In two previous articles I explored an approach to enhancing an LR parser to work with indents and line breaks. While I discovered some useful ideas and produced some code that seemed to work, I’ve subsequently discovered some serious flaws in the reasoning.
For indents, my reasoning about exactly when to REDUCE in the face of an OUT token was flawed and didn’t properly address all cases. I’ve made a few updates to that article to highlight this failing. For linebreaks, I only talked about when they should be ignored and didn’t cover the other important question of their role in terminating things. I hadn’t at the time seen how important that was.
So now I want to rectify these problems and present a more complete solution. As I have explored around these problems I’ve seen other smaller issues and made a number of changes to my approach. The big picture is still much the same but some of the details are different in important ways. I also think I understand it all much better and so will try to explain things more clearly.
The Tokens
The tokenization of indents and linebreaks is unchanged. Every change in indent results in an IN token or an OUT token, which are paired. Every line break results in a NEWLINE token. However the NEWLINE token that would be expected before an IN is moved to after the matching OUT. So every OUT is both preceded and followed by a NEWLINE.
Recursive Symbols.
Understanding recursive symbols is very important for managing indents and linebreaks.
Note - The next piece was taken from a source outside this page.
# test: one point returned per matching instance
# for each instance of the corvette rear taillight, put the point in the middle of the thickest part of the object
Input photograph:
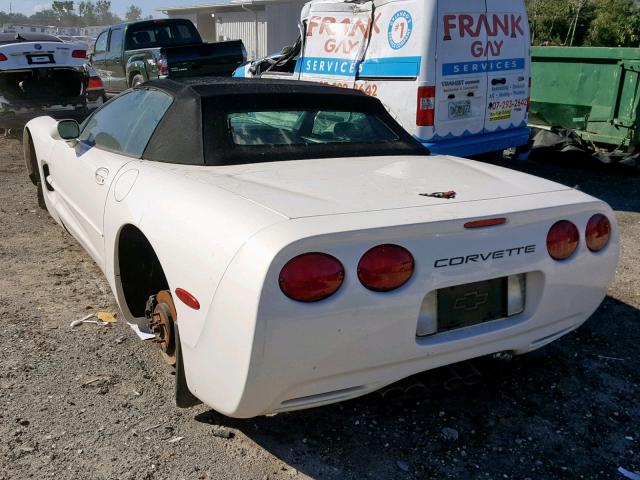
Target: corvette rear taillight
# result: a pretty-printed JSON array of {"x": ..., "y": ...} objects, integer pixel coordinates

A key property of both NEWLINE and OUT tokens is that they might “close” something. i.e. they sometimes indicate that everything since the start of the line, or since the matching IN, forms some unit which cannot be further extended. This “unit” is some (non-terminal) symbol (A) and has some production for this particular instance:
A -> B C D
If the top few symbols on the parse stack are “B C D” and the context is such that an ‘A’ was expected, then we might assume that we are at the end of the production and it cannot be further extended. However if any of B, C, or D are recursive, then that isn’t the case.
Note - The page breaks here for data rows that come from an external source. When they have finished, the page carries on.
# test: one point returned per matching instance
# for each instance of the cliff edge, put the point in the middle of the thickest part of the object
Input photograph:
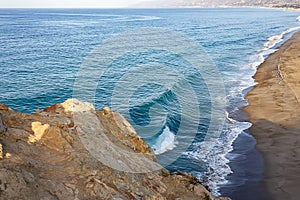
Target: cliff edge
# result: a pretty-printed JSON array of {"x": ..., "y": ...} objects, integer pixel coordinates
[{"x": 44, "y": 156}]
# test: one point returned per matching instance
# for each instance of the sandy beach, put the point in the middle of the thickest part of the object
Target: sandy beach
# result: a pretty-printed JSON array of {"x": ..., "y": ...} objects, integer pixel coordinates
[{"x": 275, "y": 114}]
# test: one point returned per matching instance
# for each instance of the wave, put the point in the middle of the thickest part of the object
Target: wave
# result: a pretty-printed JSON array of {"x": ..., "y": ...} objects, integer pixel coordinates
[
  {"x": 217, "y": 159},
  {"x": 165, "y": 142}
]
A “recursive” symbol here is one with a production which starts with the same symbol. e.g.
D -> D E
If such a production existed then having “B C D” on the stack does not mean we are at the end of the “A”, as an “E” could come along producing “B C D E” which could be reduced to “B C D” and so the “A” has moved further into the input stream.
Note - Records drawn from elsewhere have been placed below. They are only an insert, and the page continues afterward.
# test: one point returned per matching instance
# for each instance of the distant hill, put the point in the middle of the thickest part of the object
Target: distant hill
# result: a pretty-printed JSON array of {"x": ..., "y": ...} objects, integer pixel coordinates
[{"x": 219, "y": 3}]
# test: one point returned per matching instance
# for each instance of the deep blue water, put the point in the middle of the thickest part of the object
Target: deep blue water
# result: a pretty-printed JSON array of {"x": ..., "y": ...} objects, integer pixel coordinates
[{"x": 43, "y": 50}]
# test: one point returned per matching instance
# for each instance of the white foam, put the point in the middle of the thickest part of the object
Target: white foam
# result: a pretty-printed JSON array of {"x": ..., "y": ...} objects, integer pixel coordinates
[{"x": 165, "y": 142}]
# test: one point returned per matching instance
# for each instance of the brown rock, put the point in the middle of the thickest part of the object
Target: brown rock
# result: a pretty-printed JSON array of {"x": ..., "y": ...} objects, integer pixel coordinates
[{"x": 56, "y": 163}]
Obviously if we found “B C D” on the stack when we saw an OUT or a NEWLINE we could reduce that to “A” and be sure that “A” was closed. However if “A” is recursive that isn’t enough. If “A -> A C” were a production, then a “C” could come along and extend the A.
The conclusion is that recursive symbols require special care. We cannot simply disallow them as they are very useful for any “list” like construct. So we need to make sure we can always remove them from the stack.
As suggested in a previous article, the best approach is to create an intermediate symbol “$A” for each recursive symbol “A”, add the production “$A -> A”, and then wherever “A” appears in a non-recursive position in the body of a production, replace it with “$A”. So in the final grammar a recursive symbol will only appear in the body of a production when it is also in the head of that production, or in the synthesized “$A -> A” production. Then when we have ‘A’ on the top of the stack and need to ensure it is closed, we simply reduce it to “$A”.
Understanding the Stack
In my original implementation I constructed the stack in a less than optimal way which made some of the code quite clumsy. An important property about the stack is that it contains symbols and states, and these alternate.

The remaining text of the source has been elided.